VTS: A Universal Scheme for Quantum Measurement and Control Efficiency Optimization
摘要
Quantum computing, particularly superconducting quantum computing, is rapidly advancing toward medium- and large-scale qubit configurations, yet this scaling has introduced critical challenges in quantum measurement and control (M&C) efficiency. A primary barrier to practical M&C deployment lies in the excessive duration of core tasks—a limitation that traditional optimization strategies have failed to address universally. Methods relying on Reset gates demand specialized quantum chip architectures (e.g., dedicated Reset resonators), while Restless measurement-based approaches require high-speed real-time response from M&C equipment; both are incompatible with the diverse hardware setups common in academic and industrial research. To address this gap, this study first establishes a comprehensive time-domain model of M&C task execution, quantifying the contribution of each phase (e.g., signal playback, data acquisition, idle waiting) to total latency.

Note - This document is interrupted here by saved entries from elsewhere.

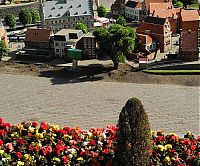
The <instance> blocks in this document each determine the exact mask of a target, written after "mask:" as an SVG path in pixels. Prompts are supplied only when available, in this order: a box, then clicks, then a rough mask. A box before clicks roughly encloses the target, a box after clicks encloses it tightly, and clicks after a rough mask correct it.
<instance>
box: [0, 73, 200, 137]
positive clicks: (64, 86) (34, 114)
mask: <svg viewBox="0 0 200 166" xmlns="http://www.w3.org/2000/svg"><path fill="white" fill-rule="evenodd" d="M199 94H200V93H199V87H189V86H177V85H157V84H151V85H147V84H133V83H116V82H102V81H97V82H82V83H73V84H69V83H64V82H62V81H60V84H52V82H51V80H50V79H48V78H41V77H32V76H23V75H9V74H0V116H1V117H3V119H4V120H5V121H8V122H10V123H12V124H13V123H20V122H22V121H27V120H28V121H39V122H41V121H47V122H50V123H54V124H59V125H62V126H64V125H68V126H71V127H73V126H81V128H82V129H88V128H90V127H106V125H107V124H116V123H117V120H118V116H119V112H120V110H121V108H122V107H123V106H124V105H125V102H126V101H127V100H128V99H129V98H131V97H137V98H139V99H140V100H141V101H142V103H143V104H144V107H145V108H146V111H147V114H148V116H149V120H150V124H151V127H152V129H154V130H159V129H162V130H164V131H165V132H166V133H169V132H176V133H178V134H185V133H186V132H187V131H188V130H190V131H192V132H194V133H195V134H199V133H200V124H199V123H200V115H199V101H200V100H199Z"/></svg>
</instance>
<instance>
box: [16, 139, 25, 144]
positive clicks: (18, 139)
mask: <svg viewBox="0 0 200 166" xmlns="http://www.w3.org/2000/svg"><path fill="white" fill-rule="evenodd" d="M17 142H18V144H20V145H24V140H23V138H21V137H20V138H18V140H17Z"/></svg>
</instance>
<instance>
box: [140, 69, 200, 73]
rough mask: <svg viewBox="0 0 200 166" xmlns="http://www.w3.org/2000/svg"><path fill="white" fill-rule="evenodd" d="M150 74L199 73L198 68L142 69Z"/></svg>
mask: <svg viewBox="0 0 200 166" xmlns="http://www.w3.org/2000/svg"><path fill="white" fill-rule="evenodd" d="M143 72H145V73H150V74H200V70H143Z"/></svg>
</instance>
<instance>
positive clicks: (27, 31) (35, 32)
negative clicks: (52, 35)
mask: <svg viewBox="0 0 200 166" xmlns="http://www.w3.org/2000/svg"><path fill="white" fill-rule="evenodd" d="M52 34H53V32H52V30H50V29H41V28H28V29H27V31H26V36H25V41H32V42H48V41H49V39H50V36H51V35H52Z"/></svg>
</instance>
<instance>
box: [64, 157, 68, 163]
mask: <svg viewBox="0 0 200 166" xmlns="http://www.w3.org/2000/svg"><path fill="white" fill-rule="evenodd" d="M68 162H69V160H68V156H63V163H64V164H68Z"/></svg>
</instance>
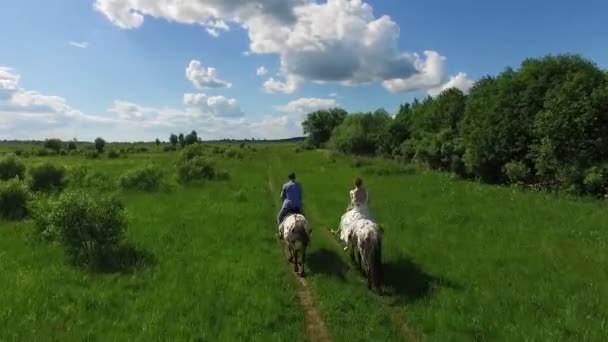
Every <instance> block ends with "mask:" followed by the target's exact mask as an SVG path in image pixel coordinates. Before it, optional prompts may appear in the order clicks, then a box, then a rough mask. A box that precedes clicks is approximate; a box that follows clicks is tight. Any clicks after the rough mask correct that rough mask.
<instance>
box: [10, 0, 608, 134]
mask: <svg viewBox="0 0 608 342" xmlns="http://www.w3.org/2000/svg"><path fill="white" fill-rule="evenodd" d="M0 18H1V19H0V44H1V45H0V139H44V138H49V137H58V138H62V139H71V138H73V137H76V138H78V139H79V140H92V139H94V138H95V137H97V136H102V137H104V138H106V139H108V140H112V141H132V140H152V139H154V138H156V137H159V138H160V139H161V140H167V139H168V136H169V133H171V132H176V133H179V132H188V131H190V130H192V129H196V130H197V131H198V132H199V135H200V136H202V137H203V138H204V139H217V138H252V137H256V138H286V137H292V136H298V135H301V134H302V132H301V127H300V122H301V121H302V118H303V116H304V115H305V113H307V112H309V111H313V110H317V109H320V108H328V107H335V106H340V107H343V108H345V109H347V110H349V111H370V110H375V109H377V108H385V109H387V110H388V111H390V112H394V111H396V110H397V108H398V106H399V104H401V103H403V102H406V101H411V100H412V99H413V98H415V97H418V98H422V97H424V96H428V95H431V96H433V95H436V94H437V93H439V92H440V91H441V90H442V89H446V88H449V87H457V88H460V89H462V90H463V91H467V90H468V89H469V88H470V87H471V85H472V84H473V82H474V81H475V80H476V79H478V78H480V77H482V76H484V75H487V74H496V73H498V72H500V71H501V70H503V69H504V67H505V66H507V65H509V66H514V67H517V66H518V65H519V64H520V63H521V61H522V60H523V59H524V58H526V57H536V56H543V55H546V54H549V53H563V52H572V53H580V54H582V55H583V56H585V57H587V58H590V59H592V60H594V61H595V62H596V63H597V64H598V65H600V66H601V67H603V68H606V67H607V66H608V25H606V21H608V2H607V1H604V0H580V1H570V0H552V1H549V0H538V1H525V0H511V1H500V2H498V1H470V0H464V1H453V0H443V1H440V0H434V1H409V0H369V1H362V0H327V1H326V0H317V1H313V0H46V1H40V0H19V1H2V2H0Z"/></svg>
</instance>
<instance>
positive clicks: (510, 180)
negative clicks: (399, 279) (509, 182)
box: [503, 161, 530, 184]
mask: <svg viewBox="0 0 608 342" xmlns="http://www.w3.org/2000/svg"><path fill="white" fill-rule="evenodd" d="M503 172H504V173H505V176H507V178H508V179H509V182H510V183H511V184H519V183H525V182H526V181H527V180H528V178H530V168H528V166H527V165H526V164H525V163H524V162H522V161H511V162H508V163H506V164H505V166H504V168H503Z"/></svg>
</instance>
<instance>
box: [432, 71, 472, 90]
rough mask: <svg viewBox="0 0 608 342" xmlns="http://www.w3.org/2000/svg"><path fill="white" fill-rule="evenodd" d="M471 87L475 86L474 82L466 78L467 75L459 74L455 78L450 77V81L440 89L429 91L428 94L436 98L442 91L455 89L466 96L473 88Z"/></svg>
mask: <svg viewBox="0 0 608 342" xmlns="http://www.w3.org/2000/svg"><path fill="white" fill-rule="evenodd" d="M473 85H475V81H474V80H471V79H469V78H467V74H465V73H463V72H460V73H458V74H456V75H455V76H452V77H450V79H449V80H448V81H447V82H445V83H444V84H442V85H441V86H440V87H436V88H431V89H429V91H428V93H429V95H431V96H437V95H439V94H441V92H442V91H444V90H447V89H450V88H456V89H460V90H461V91H462V92H463V93H465V94H468V93H469V90H471V88H473Z"/></svg>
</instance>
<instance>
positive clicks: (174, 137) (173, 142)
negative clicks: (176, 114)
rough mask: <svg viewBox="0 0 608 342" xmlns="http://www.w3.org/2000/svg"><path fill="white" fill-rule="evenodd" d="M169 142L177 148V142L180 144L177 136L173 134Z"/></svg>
mask: <svg viewBox="0 0 608 342" xmlns="http://www.w3.org/2000/svg"><path fill="white" fill-rule="evenodd" d="M169 142H170V143H171V145H173V146H174V147H175V145H177V142H178V139H177V135H175V134H173V133H171V135H170V136H169Z"/></svg>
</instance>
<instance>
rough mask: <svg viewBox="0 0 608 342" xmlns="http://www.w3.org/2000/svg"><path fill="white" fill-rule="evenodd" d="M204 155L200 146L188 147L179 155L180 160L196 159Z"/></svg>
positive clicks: (203, 155) (202, 150)
mask: <svg viewBox="0 0 608 342" xmlns="http://www.w3.org/2000/svg"><path fill="white" fill-rule="evenodd" d="M204 155H205V146H204V145H201V144H195V145H190V146H188V147H186V148H184V150H183V151H182V153H181V160H182V161H185V160H191V159H194V158H196V157H202V156H204Z"/></svg>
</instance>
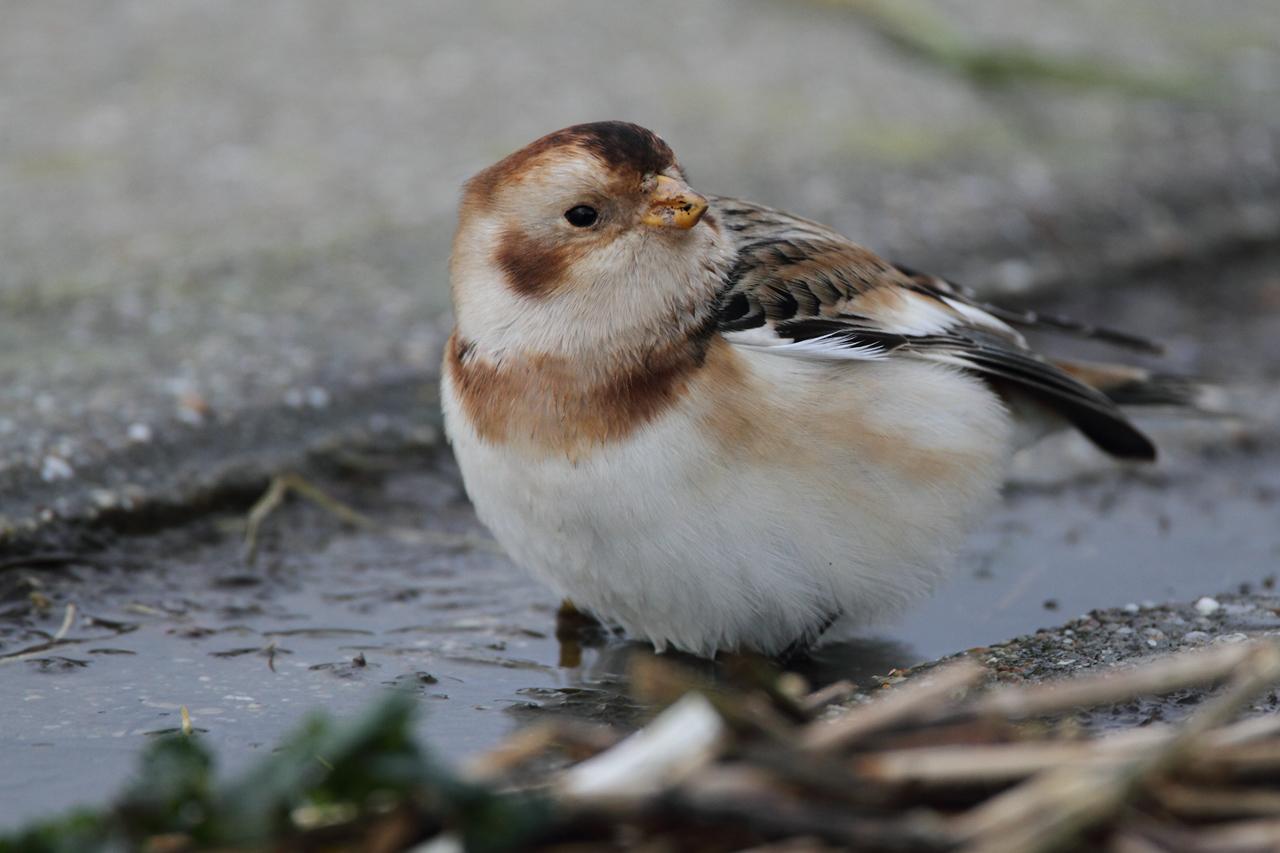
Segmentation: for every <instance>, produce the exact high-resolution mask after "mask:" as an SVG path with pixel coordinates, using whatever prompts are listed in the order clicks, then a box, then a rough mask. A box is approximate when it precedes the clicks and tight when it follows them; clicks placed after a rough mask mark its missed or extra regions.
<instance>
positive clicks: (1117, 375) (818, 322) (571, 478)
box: [442, 122, 1184, 656]
mask: <svg viewBox="0 0 1280 853" xmlns="http://www.w3.org/2000/svg"><path fill="white" fill-rule="evenodd" d="M451 286H452V297H453V309H454V318H456V327H454V329H453V333H452V336H451V338H449V341H448V345H447V347H445V353H444V365H443V379H442V400H443V407H444V415H445V424H447V430H448V435H449V441H451V442H452V444H453V448H454V452H456V455H457V460H458V465H460V467H461V471H462V478H463V482H465V484H466V489H467V493H468V496H470V498H471V501H472V502H474V503H475V507H476V512H477V514H479V516H480V519H481V520H483V521H484V523H485V524H486V525H488V526H489V529H490V530H492V532H493V534H494V535H495V537H497V539H498V542H499V543H500V544H502V546H503V547H504V548H506V549H507V552H508V553H509V555H511V557H512V558H513V560H515V561H516V562H517V564H521V565H522V566H525V567H526V569H529V570H530V571H532V573H534V574H535V575H536V576H539V578H541V579H543V580H544V581H547V583H548V584H550V585H552V587H554V588H556V590H557V592H559V593H561V594H563V596H566V597H567V598H570V599H571V601H572V602H573V603H575V605H576V606H577V607H579V608H582V610H585V611H589V612H590V613H593V615H595V616H596V617H599V619H602V620H604V621H607V622H609V624H614V625H618V626H621V628H623V629H625V630H626V631H627V633H628V634H631V635H632V637H636V638H644V639H648V640H649V642H652V643H653V646H654V647H657V648H658V651H662V649H664V648H668V647H671V648H676V649H681V651H685V652H690V653H694V654H701V656H713V654H714V653H716V652H718V651H751V652H758V653H763V654H780V653H783V652H787V651H791V649H796V648H803V647H805V646H806V644H810V643H813V642H814V640H815V639H817V638H819V635H820V634H823V631H826V630H827V628H828V626H831V625H832V624H833V622H835V621H836V620H841V621H844V620H850V621H851V622H855V624H859V622H860V624H865V622H869V621H873V620H876V619H878V617H882V616H883V615H884V613H887V612H892V611H893V610H896V608H900V607H902V606H904V605H906V603H908V602H910V601H911V599H913V598H915V597H918V596H920V594H923V593H925V592H928V590H929V589H931V588H932V587H933V585H934V584H936V583H937V581H938V579H940V576H941V573H942V570H943V567H945V565H946V560H947V556H948V553H950V552H951V551H952V549H955V548H956V546H957V544H959V542H960V539H961V537H963V534H964V533H965V530H966V528H968V526H969V525H970V524H972V523H974V520H975V519H978V517H980V516H982V514H983V512H984V511H987V510H988V508H989V507H991V506H992V503H993V502H995V501H996V498H997V493H998V489H1000V485H1001V482H1002V479H1004V475H1005V470H1006V464H1007V461H1009V459H1010V456H1011V455H1012V453H1014V452H1015V451H1016V450H1019V448H1021V447H1025V446H1028V444H1030V443H1033V442H1034V441H1036V439H1038V438H1041V437H1042V435H1044V434H1046V433H1048V432H1052V430H1053V429H1056V428H1059V427H1068V425H1070V427H1074V428H1075V429H1078V430H1080V432H1082V433H1083V434H1084V435H1087V437H1088V438H1089V439H1091V441H1092V442H1093V443H1094V444H1097V446H1098V447H1100V448H1102V450H1103V451H1106V452H1107V453H1110V455H1112V456H1116V457H1119V459H1124V460H1153V459H1155V456H1156V448H1155V447H1153V444H1152V442H1151V441H1149V439H1148V438H1147V437H1146V435H1143V434H1142V433H1140V432H1139V430H1138V429H1137V428H1134V425H1133V424H1130V423H1129V420H1128V419H1126V418H1125V415H1124V414H1123V412H1121V411H1120V410H1119V409H1117V403H1123V402H1183V400H1181V397H1183V396H1184V394H1183V391H1181V389H1180V388H1179V387H1176V386H1175V384H1170V383H1165V382H1162V380H1161V379H1160V378H1158V377H1152V375H1151V374H1148V373H1147V371H1144V370H1140V369H1135V368H1116V366H1111V365H1094V364H1069V362H1059V361H1051V360H1048V359H1046V357H1043V356H1041V355H1037V353H1036V352H1033V351H1032V350H1030V348H1029V347H1028V345H1027V342H1025V341H1024V338H1023V336H1021V334H1020V333H1019V332H1018V328H1019V327H1041V328H1046V329H1051V330H1060V332H1066V333H1075V334H1080V336H1085V337H1093V338H1100V339H1103V341H1110V342H1112V343H1117V345H1124V346H1130V347H1135V348H1147V350H1152V348H1155V345H1151V343H1149V342H1147V341H1143V339H1140V338H1137V337H1133V336H1128V334H1124V333H1120V332H1114V330H1110V329H1100V328H1094V327H1089V325H1084V324H1078V323H1073V321H1070V320H1065V319H1062V318H1046V316H1037V315H1036V314H1032V313H1018V311H1010V310H1006V309H1000V307H997V306H993V305H988V304H984V302H982V301H979V300H978V298H977V297H975V296H974V295H973V293H972V292H969V291H966V289H964V288H961V287H959V286H956V284H952V283H950V282H946V280H943V279H941V278H937V277H932V275H925V274H920V273H916V272H913V270H910V269H908V268H904V266H896V265H893V264H891V263H888V261H886V260H883V259H881V257H878V256H877V255H876V254H873V252H870V251H869V250H867V248H863V247H861V246H859V245H856V243H854V242H851V241H850V240H847V238H846V237H844V236H841V234H838V233H836V232H835V231H832V229H831V228H827V227H826V225H822V224H818V223H815V222H810V220H808V219H801V218H800V216H795V215H791V214H787V213H782V211H778V210H772V209H769V207H767V206H763V205H758V204H751V202H748V201H740V200H736V199H727V197H716V196H704V195H700V193H699V192H695V191H694V190H692V188H691V187H690V186H689V183H687V181H686V178H685V174H684V172H682V169H681V168H680V165H678V164H677V161H676V158H675V155H673V154H672V150H671V149H669V147H668V146H667V143H666V142H663V141H662V140H660V138H659V137H658V136H655V134H654V133H652V132H650V131H648V129H645V128H643V127H639V126H636V124H630V123H625V122H599V123H591V124H579V126H573V127H570V128H564V129H562V131H557V132H554V133H550V134H548V136H544V137H543V138H540V140H538V141H535V142H532V143H530V145H527V146H526V147H524V149H521V150H518V151H516V152H515V154H512V155H509V156H507V158H506V159H503V160H500V161H498V163H497V164H494V165H492V167H489V168H488V169H485V170H483V172H480V173H479V174H476V175H475V177H474V178H471V179H470V181H468V182H467V183H466V186H465V191H463V196H462V201H461V205H460V213H458V229H457V234H456V237H454V242H453V254H452V259H451Z"/></svg>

Through experimental validation across 8 representative M&C tasks on real quantum processors, two key insights emerge: (1) trigger time—previously set arbitrarily to 3–10 × the qubit energy relaxation time (T₁)—dominates total task duration, accounting for ~ 90% of execution time; (2) M&C experiments maintain stable accuracy even when trigger time is reduced, as residual quantum state interference from shortened waiting periods has negligible impact on measurement results. Leveraging these insights, a universal variable trigger scheme (VTS) is proposed, which abandons the one-size-fits-all trigger time paradigm. Instead, VTS dynamically assigns trigger durations based on qubit T₁ and experiment type. Simulation tests across diverse T₁ scenarios confirm VTS’s efficacy, outperforming existing methods in both efficiency and hardware compatibility.